I too read Sylvia Earle's note with slack jaw though I must confess to being
sufficiently un-PC that I had to go to the web to see who she was.  I guess I
should have looked at who the author was of those articles in the outdated
National Geographic's I read while waiting in my dentist's office.  I read,
to my embarrassment, that she has received 11 honorary degrees!  (10 of them
from U.S. marine institutions I have never heard of - so that should qualify
what I say).  I do wonder if Earle has ever been on any deepwater fishing
trawlers or is just writing, in a fine scientic tradition, from hearsay?

One point that is never raised by the "Marine Scientists" discussing this
issue is that the effects of deepwater trawling varies considerably depending
on the fishery, i.e. North Atlantic, SE Pacific and I wish that these "Marine
Scientists" would move beyond generalities.  In one area of particular
personal interest - the Southern Indian Ocean, estimates of the area, say
<2000m, that have been trawled are << 1%.  The nature of the seamounts there
are very different to, say, those of the SW Tasman and cannot be trawled over
"In an action akin to bulldozing forests".  (I wonder if these protagonists
are ever going to get over the "bulldozer" analogy, not least because
trawlers tow, rather than push, nets.).  If vessels did tow of such
seamounts, there is a high chance that the vessels would loose their gear - a
serious operatioinal issue given that they cost > $100,000 to replace.  Coral
in the catch also damages the fish - many species of which mature at, and
grow to, ages not dissimilar to shelf species.  Thus the last thing these
skippers want to do is drag their trawl over seamounts.
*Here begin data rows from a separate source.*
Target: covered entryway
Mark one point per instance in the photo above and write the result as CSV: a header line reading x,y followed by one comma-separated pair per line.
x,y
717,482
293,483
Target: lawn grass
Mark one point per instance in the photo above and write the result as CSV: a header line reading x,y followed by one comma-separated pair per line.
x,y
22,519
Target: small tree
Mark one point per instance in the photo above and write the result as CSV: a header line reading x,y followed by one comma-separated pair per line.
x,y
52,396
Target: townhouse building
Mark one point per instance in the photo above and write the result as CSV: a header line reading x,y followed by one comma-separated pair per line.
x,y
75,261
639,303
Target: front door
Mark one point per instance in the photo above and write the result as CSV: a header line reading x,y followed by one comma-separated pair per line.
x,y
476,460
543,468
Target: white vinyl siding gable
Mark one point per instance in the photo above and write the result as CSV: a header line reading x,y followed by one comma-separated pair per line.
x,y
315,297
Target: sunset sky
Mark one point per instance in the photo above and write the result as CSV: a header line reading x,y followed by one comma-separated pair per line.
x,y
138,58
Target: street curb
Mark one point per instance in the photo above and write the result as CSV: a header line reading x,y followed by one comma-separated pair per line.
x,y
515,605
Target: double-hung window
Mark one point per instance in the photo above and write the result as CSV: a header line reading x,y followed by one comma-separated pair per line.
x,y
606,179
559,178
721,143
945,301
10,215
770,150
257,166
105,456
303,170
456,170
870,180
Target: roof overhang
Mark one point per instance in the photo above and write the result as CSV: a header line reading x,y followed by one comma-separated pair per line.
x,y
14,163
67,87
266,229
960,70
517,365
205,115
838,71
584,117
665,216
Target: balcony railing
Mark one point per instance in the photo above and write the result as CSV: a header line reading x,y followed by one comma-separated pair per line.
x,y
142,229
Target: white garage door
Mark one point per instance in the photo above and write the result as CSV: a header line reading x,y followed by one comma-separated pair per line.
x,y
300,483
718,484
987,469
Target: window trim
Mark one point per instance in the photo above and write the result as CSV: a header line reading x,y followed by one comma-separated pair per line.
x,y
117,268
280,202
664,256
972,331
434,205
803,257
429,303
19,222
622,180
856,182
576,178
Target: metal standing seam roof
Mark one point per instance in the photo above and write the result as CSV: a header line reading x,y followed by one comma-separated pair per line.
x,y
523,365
Absolutely, trawls can take bycatch and when there are significant amounts of
corals in this bycatch this is a serious issue.  But, perhaps Jeff Kaufman
could get out on a trawler and measure the amounts of corals that are being
taken so that he/we have some facts (i.e. measurements of coral bycatch) on
which I assume (but have not seen this demonstrated) that the sort of twaddle
Earle is writing, can be evaluated.  Is every piece of coral sacred?